Craig Marshall, project engineer at NEL, explains the advantages of prolonging intervals between meter calibration and shows how advanced metering and developments in diagnostic software, secondary diagnostics and remote access takes us a step closer to calibration-free Utopia
Calibrations of flow measurement devices in the oil and gas industry are required by government and regulatory bodies worldwide. With the total cost of such calibrations estimated to be in the region of $50,000 for on-shore fiscal meters, or $70,000 for off-shore ones, reducing the frequency of the calibration is an attractive concept. Therefore, the utopian goal for any meter manufacturer, operator or service provider is to have a calibration-free instrument. Currently, the calibration frequency remains a calendar-based event and until users can find a way to prove their meter performance in-situ, they may not be able to save costs by extending recalibrations.
Modern meters can now record and store a vast amount of flow measurement-related data. Enhanced data acquisition and digital signal processing enables more detailed monitoring, with the recorded data used as diagnostic tools to identify any problems within the metering system and to complete a ‘health-check’ of the meter in operation.
If measurements exceed accepted levels, then the system alerts an operator. These alarms can be time-dependent, which means any erroneous measurement will not be recorded as a fault until the software has confidence that the problem is real and not due to one instantaneous fault or error with the system.
Another successful application of diagnostic software is the built-in remote access. Using a high-speed connection, the data produced from the meters can be accessed from anywhere in the world. This is especially advantageous when multiple measurements are being taken over large distances or in harsh conditions, as it may not be feasible to have engineers at each metering location. Remotely accessing diagnostic information means industry has the confidence that the measurement systems are functioning correctly. Additionally, trending of the data over time can then be used to provide regulators with information on the present state of meters, with the aim of reducing the need for recalibration.
The use of such secondary diagnostics takes us a step closer to calibration-free utopia because taking a fingerprint of the diagnostic parameters during calibration can provide a traceable link to meter performance. Once the meter is installed for use, checking the diagnostics can ensure no change or shift from the calibration, demonstrating that it has been successfully transferred to the operating location and conditions.
To help in the analysis of diagnostics, many manufacturers have developed proprietary software that has the ability to produce automatically generated reports. Using embedded technical knowledge which has been gained from years of operational data, the software can highlight when measurement system problems are detected or even when calibrations are actually necessary. This is the first stage in moving from a calendar-based calibration interval to a condition-based one.
Using qualitative information about the flowing fluid and the embedded technical knowledge, the resultant flowrate information can be reassessed and a confidence level applied. However, there are some situations where knowing a problem exists is not good enough and diagnostics may be used to help remedy the issue.
For example, meters are being asked to measure in increasingly difficult circumstances, i.e. two or three phase flow, and this often leads to problems with mis-measurement. Inaccurate measurement has financial implications, so it is essential to validate and include secondary flow information to help resolve some of the measurement problems. For example, either by using additional measurement techniques in conjunction with other primary methods or secondary diagnostics, it may be possible to predict how much of a second phase is present. This turns single phase devices into two or three phase meters.

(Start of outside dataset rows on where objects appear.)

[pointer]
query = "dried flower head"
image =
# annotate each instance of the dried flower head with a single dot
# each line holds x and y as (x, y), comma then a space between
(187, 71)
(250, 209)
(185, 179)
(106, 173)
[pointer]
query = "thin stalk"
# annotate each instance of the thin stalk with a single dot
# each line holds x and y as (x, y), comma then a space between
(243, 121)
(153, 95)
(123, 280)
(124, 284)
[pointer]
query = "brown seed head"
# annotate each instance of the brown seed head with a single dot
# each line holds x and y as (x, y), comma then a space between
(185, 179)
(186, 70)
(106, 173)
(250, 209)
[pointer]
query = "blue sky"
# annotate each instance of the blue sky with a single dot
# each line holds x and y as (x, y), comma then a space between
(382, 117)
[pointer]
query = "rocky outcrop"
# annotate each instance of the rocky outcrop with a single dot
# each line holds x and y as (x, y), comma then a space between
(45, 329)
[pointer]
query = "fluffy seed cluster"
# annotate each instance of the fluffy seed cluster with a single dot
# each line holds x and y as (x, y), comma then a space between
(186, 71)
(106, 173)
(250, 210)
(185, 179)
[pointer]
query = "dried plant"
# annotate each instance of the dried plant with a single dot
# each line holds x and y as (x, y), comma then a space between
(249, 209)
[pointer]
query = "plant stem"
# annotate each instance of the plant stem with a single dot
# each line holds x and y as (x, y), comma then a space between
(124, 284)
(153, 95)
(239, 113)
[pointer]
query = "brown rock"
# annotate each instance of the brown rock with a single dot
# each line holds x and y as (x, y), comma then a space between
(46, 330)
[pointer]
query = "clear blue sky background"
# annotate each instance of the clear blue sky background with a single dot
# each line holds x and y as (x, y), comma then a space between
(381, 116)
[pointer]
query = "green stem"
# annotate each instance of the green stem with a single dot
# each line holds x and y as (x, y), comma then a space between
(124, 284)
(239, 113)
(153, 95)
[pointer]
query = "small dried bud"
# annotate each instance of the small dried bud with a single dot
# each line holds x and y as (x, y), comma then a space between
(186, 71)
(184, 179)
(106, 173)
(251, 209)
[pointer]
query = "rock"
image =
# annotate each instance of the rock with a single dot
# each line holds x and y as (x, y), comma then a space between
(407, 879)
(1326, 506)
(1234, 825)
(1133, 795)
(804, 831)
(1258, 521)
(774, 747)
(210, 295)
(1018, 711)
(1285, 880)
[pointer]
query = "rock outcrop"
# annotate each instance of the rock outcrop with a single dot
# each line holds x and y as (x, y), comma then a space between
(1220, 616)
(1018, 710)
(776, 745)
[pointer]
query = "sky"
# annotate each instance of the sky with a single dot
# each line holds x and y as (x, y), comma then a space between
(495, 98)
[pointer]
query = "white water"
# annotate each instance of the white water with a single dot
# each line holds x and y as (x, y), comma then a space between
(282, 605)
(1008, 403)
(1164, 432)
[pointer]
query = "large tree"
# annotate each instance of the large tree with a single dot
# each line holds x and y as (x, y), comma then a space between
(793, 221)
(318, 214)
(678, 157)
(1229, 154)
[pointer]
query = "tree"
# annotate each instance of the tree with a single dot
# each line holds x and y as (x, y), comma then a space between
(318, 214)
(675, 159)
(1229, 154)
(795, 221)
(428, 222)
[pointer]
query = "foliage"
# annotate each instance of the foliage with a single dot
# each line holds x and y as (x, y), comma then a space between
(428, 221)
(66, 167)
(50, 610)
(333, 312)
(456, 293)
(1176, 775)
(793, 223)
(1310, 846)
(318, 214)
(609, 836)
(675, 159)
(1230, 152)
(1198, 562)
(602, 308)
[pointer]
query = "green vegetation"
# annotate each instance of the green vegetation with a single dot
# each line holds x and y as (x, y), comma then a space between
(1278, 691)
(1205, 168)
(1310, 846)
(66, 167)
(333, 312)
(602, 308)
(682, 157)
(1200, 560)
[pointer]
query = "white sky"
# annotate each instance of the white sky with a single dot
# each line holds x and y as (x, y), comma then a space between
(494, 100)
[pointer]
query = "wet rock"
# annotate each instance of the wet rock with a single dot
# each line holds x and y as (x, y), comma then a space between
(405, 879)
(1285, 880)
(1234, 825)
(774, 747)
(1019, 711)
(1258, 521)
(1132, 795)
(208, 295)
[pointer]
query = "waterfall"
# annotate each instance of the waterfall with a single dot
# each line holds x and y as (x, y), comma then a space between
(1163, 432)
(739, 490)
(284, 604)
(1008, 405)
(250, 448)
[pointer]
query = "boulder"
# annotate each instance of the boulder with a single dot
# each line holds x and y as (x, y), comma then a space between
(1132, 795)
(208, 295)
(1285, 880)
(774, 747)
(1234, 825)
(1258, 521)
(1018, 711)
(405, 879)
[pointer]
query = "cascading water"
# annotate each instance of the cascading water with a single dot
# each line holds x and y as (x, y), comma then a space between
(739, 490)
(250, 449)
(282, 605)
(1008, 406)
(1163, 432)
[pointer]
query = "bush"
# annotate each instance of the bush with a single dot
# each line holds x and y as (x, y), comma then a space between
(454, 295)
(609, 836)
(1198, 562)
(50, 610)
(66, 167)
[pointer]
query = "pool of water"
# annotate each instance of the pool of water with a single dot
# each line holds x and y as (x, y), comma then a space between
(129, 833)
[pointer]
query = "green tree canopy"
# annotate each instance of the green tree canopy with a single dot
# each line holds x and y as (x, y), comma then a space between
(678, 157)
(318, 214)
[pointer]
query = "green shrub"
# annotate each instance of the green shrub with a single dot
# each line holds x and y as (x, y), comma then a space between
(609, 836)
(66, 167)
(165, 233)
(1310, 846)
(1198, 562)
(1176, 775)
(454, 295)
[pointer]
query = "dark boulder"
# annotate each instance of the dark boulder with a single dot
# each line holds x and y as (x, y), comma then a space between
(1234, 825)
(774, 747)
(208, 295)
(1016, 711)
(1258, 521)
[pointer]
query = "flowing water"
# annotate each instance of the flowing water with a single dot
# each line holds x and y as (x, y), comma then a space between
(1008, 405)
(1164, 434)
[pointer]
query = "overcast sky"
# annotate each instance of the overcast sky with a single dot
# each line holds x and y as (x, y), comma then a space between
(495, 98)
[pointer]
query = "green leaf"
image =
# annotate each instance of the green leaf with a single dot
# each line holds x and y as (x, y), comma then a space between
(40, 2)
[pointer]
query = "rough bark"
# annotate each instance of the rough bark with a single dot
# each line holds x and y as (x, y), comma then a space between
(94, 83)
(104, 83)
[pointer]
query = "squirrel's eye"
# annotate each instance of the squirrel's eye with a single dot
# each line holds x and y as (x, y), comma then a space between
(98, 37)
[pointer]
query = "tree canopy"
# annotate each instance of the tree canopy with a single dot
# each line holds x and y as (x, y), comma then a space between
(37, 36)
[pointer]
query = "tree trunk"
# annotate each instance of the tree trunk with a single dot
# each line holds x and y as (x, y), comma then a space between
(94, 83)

This may seem unlikely, but recent test work completed at the UK National Standard Flow Measurement Facilities at NEL and supported by the UK Government’s National Measurement System, shows promising results for ultrasonic meters tested with gas injection. By comparing the trends, corrections can potentially be created that can calculate gas content, reducing measurement error associated with gas entrainment in liquid flow.
There is real evidence that proves diagnostic technologies can make a contribution to operational efficiency. However, if secondary information is not used appropriately, the advantages will not be achieved. This will make the understanding and proper application of diagnostics a priority for future flow metering developments in the oil and gas industry.